The European Pharmacopoeia (Ph. Eur.) published its new general chapter on the analysis of N-nitrosamine impurities in active substances (2.4.36) for a 3-month public consultation in Pharmeuropa 32.2. The closing date for public comments was 30 June 2020.
Given the exceptional circumstances due to the COVID-19 pandemic, we would like to remind stakeholders who were not able to provide comments before the end of June to contact their respective national pharmacopoeia authority (NPA) or the EDQM as soon as possible so as to announce their intent to comment (see also the news from 15 April 2020).
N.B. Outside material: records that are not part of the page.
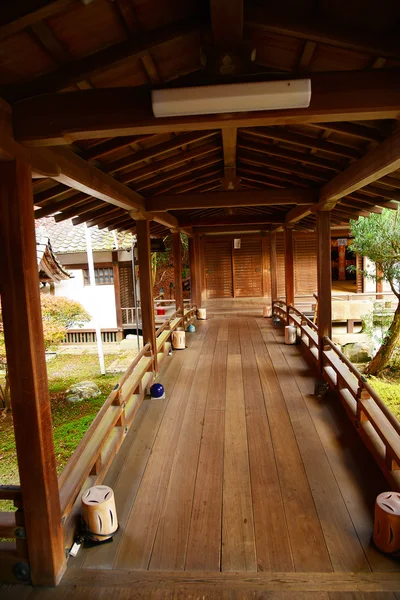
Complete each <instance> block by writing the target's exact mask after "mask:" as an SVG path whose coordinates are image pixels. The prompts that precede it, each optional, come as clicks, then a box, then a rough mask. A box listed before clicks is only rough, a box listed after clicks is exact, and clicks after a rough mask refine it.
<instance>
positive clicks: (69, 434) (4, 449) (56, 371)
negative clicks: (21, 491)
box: [0, 354, 121, 511]
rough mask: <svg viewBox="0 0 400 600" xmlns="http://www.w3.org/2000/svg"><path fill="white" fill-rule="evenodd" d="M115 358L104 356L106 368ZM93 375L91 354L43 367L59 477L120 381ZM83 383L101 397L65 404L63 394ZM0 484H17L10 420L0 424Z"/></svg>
mask: <svg viewBox="0 0 400 600" xmlns="http://www.w3.org/2000/svg"><path fill="white" fill-rule="evenodd" d="M115 358H116V356H115V354H113V355H106V356H105V362H106V367H107V366H109V365H110V364H111V362H113V361H114V360H115ZM97 372H98V358H97V356H96V355H95V354H80V355H72V354H66V355H63V354H61V355H59V356H57V358H56V359H55V360H52V361H51V362H49V363H47V373H48V378H49V391H50V400H51V412H52V421H53V432H54V450H55V455H56V462H57V471H58V473H60V471H61V470H62V468H63V466H64V465H65V463H66V462H67V460H68V458H69V457H70V456H71V454H72V452H73V451H74V450H75V448H76V446H77V445H78V443H79V442H80V440H81V439H82V437H83V435H84V433H85V432H86V430H87V429H88V427H89V425H90V424H91V422H92V421H93V419H94V417H95V416H96V414H97V412H98V411H99V409H100V407H101V406H102V404H103V403H104V401H105V399H106V398H107V396H108V394H109V393H110V392H111V390H112V388H113V387H114V385H115V383H116V382H117V381H118V379H119V378H120V377H121V373H118V374H115V375H105V376H104V375H100V374H99V375H93V374H94V373H97ZM84 379H90V380H91V381H94V382H95V383H96V384H97V385H98V386H99V387H100V390H101V392H102V395H101V396H99V397H98V398H93V399H90V400H83V401H82V402H76V403H71V402H67V401H66V400H65V391H66V390H67V389H68V387H70V386H71V385H72V384H73V383H77V382H78V381H82V380H84ZM0 481H1V483H4V484H17V483H18V481H19V476H18V466H17V457H16V453H15V438H14V430H13V425H12V419H11V418H10V419H1V420H0ZM1 510H8V508H6V507H5V505H4V503H3V505H2V503H1V502H0V511H1Z"/></svg>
The general chapter on the analysis of N-nitrosamine impurities in active substances (2.4.36) will remain available in the Pharmeuropa archives issue 32.2 and comments must be sent no later than 31 August 2020. Comments made after this date will be too late for consideration.
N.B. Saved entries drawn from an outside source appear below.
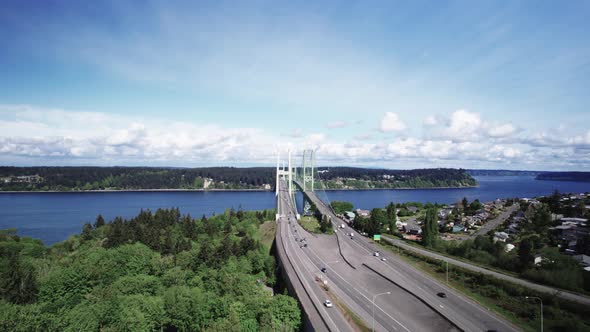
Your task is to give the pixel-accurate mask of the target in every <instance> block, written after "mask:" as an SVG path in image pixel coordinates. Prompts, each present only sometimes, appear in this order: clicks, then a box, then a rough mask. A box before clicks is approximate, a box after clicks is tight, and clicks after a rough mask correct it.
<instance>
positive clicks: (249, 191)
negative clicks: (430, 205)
mask: <svg viewBox="0 0 590 332" xmlns="http://www.w3.org/2000/svg"><path fill="white" fill-rule="evenodd" d="M478 187H479V185H475V186H462V187H424V188H412V187H402V188H342V189H323V190H324V191H370V190H431V189H472V188H478ZM273 191H274V190H268V189H103V190H67V191H60V190H27V191H25V190H10V191H8V190H7V191H2V190H0V194H27V193H30V194H36V193H75V194H81V193H116V192H273Z"/></svg>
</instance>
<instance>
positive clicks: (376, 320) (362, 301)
mask: <svg viewBox="0 0 590 332" xmlns="http://www.w3.org/2000/svg"><path fill="white" fill-rule="evenodd" d="M290 229H292V236H297V237H298V238H299V239H301V237H302V236H305V237H306V238H307V240H306V243H308V247H306V248H302V250H303V251H304V252H305V253H307V254H308V257H309V258H310V260H311V261H312V262H313V264H314V266H315V270H316V271H317V272H318V273H320V274H321V272H320V269H321V268H322V267H326V268H327V269H328V271H327V273H326V274H325V276H326V277H327V278H328V280H329V285H330V287H331V289H332V290H334V291H335V292H336V293H337V295H338V297H339V299H340V300H342V301H343V302H345V304H346V305H347V306H348V307H349V308H350V309H351V310H352V311H354V312H355V313H356V314H357V315H358V316H360V317H362V318H363V320H365V321H366V322H367V325H371V324H370V322H371V316H372V315H371V314H372V309H373V306H372V297H373V295H375V294H379V293H383V292H387V291H389V292H391V294H390V295H383V296H379V297H377V298H376V300H375V304H376V305H375V321H376V330H386V331H404V332H409V331H457V328H456V327H455V326H454V325H453V324H451V323H450V322H449V321H448V320H446V319H445V318H444V317H443V316H441V315H440V314H438V313H437V312H436V311H434V310H432V309H431V308H430V307H428V306H427V305H425V304H424V303H422V302H421V301H420V300H418V299H417V298H415V297H414V296H413V295H411V294H409V293H408V292H406V291H405V290H403V289H401V288H399V287H397V286H396V285H393V284H391V282H389V281H388V280H386V279H384V278H383V277H381V276H379V275H378V274H375V273H374V272H372V271H370V270H369V269H366V268H364V267H362V268H358V269H354V268H352V267H351V266H349V265H348V264H346V263H345V262H343V260H342V258H341V257H340V255H339V253H338V249H337V247H338V245H337V243H336V238H335V237H334V236H330V235H317V236H316V235H311V234H309V233H307V231H305V230H304V229H303V228H302V227H301V226H300V225H299V224H298V223H296V222H292V223H291V227H290ZM295 230H296V231H295ZM303 234H305V235H303ZM336 260H338V263H334V262H335V261H336ZM380 326H381V327H380Z"/></svg>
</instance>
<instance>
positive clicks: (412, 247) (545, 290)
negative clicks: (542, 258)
mask: <svg viewBox="0 0 590 332" xmlns="http://www.w3.org/2000/svg"><path fill="white" fill-rule="evenodd" d="M383 239H384V240H387V241H388V242H390V243H391V244H393V245H395V246H399V247H401V248H404V249H406V250H410V251H414V252H416V253H419V254H421V255H424V256H427V257H432V258H435V259H439V260H443V261H449V264H453V265H457V266H459V267H462V268H465V269H467V270H471V271H474V272H480V273H483V274H488V275H491V276H493V277H495V278H498V279H501V280H506V281H509V282H512V283H515V284H518V285H521V286H525V287H528V288H530V289H534V290H536V291H539V292H543V293H549V294H553V295H555V296H557V297H560V298H563V299H565V300H569V301H574V302H578V303H580V304H583V305H590V297H588V296H585V295H580V294H576V293H572V292H568V291H564V290H561V289H558V288H554V287H550V286H545V285H540V284H536V283H534V282H531V281H528V280H524V279H520V278H516V277H513V276H510V275H507V274H503V273H500V272H496V271H492V270H489V269H486V268H483V267H480V266H477V265H473V264H469V263H467V262H463V261H460V260H457V259H453V258H450V257H446V256H443V255H440V254H437V253H433V252H431V251H428V250H424V249H421V248H416V247H414V246H410V245H408V244H405V243H403V242H402V241H400V240H396V239H391V238H388V237H383Z"/></svg>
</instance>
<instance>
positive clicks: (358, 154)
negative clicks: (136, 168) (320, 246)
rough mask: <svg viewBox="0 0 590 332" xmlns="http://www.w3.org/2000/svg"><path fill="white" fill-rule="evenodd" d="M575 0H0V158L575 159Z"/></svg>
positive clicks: (587, 46)
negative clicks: (314, 154)
mask: <svg viewBox="0 0 590 332" xmlns="http://www.w3.org/2000/svg"><path fill="white" fill-rule="evenodd" d="M588 17H590V1H576V0H572V1H543V0H540V1H484V0H482V1H468V0H466V1H379V0H371V1H366V0H365V1H285V2H281V1H228V2H225V1H212V2H206V1H186V2H184V1H132V0H131V1H54V0H46V1H23V0H16V1H10V0H7V1H3V2H2V8H1V10H0V165H18V166H33V165H99V166H110V165H129V166H131V165H143V166H182V167H198V166H218V165H230V166H257V165H267V166H270V165H273V164H274V163H275V162H276V156H277V153H281V155H282V156H283V157H284V156H286V154H287V151H289V150H290V151H292V153H293V157H294V159H296V160H297V159H298V158H300V155H301V151H302V150H303V149H314V150H315V151H316V158H317V161H318V164H320V165H330V166H345V165H346V166H363V167H380V168H395V169H409V168H433V167H457V168H476V169H490V168H491V169H525V170H574V171H590V111H589V109H588V105H589V99H590V38H588V33H589V32H590V21H588V19H587V18H588Z"/></svg>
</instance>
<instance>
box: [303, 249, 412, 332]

So don’t miss out on the opportunity to submit your comments on the new general chapter and to actively participate in the elaboration of an important public quality standard for regulators and industry (How to comment).
The general chapter proposes three procedures relying on more or less sophisticated instruments (from GC-MS to LC-MS/MS and GC-MS/MS) and that, in total, cover seven N-nitrosamine impurities: N-nitroso-dimethylamine (NDMA), N-nitroso-diethylamine (NDEA), N-nitroso-dibutylamine (NDBA), N-nitroso-N-methyl-4-aminobutyric acid (NMBA), N-nitroso-diisopropylamine (NDiPA), N-nitroso-ethyl-isopropylamine (NEiPA) and N-nitroso-dipropylamine (NDPA). The three procedures have been validated as limit tests with a target concentration of 30 ppb, for given active substances. It was considered important to include a varied set of procedures using different instruments, thus covering the needs of many quality control laboratories in Europe and beyond.
In addition, given the global use of the medicines which have been found to contain nitrosamine impurities, the European Pharmacopoeia and the United States Pharmacopeia will work on convergence and ensure that their public quality standards are harmonised.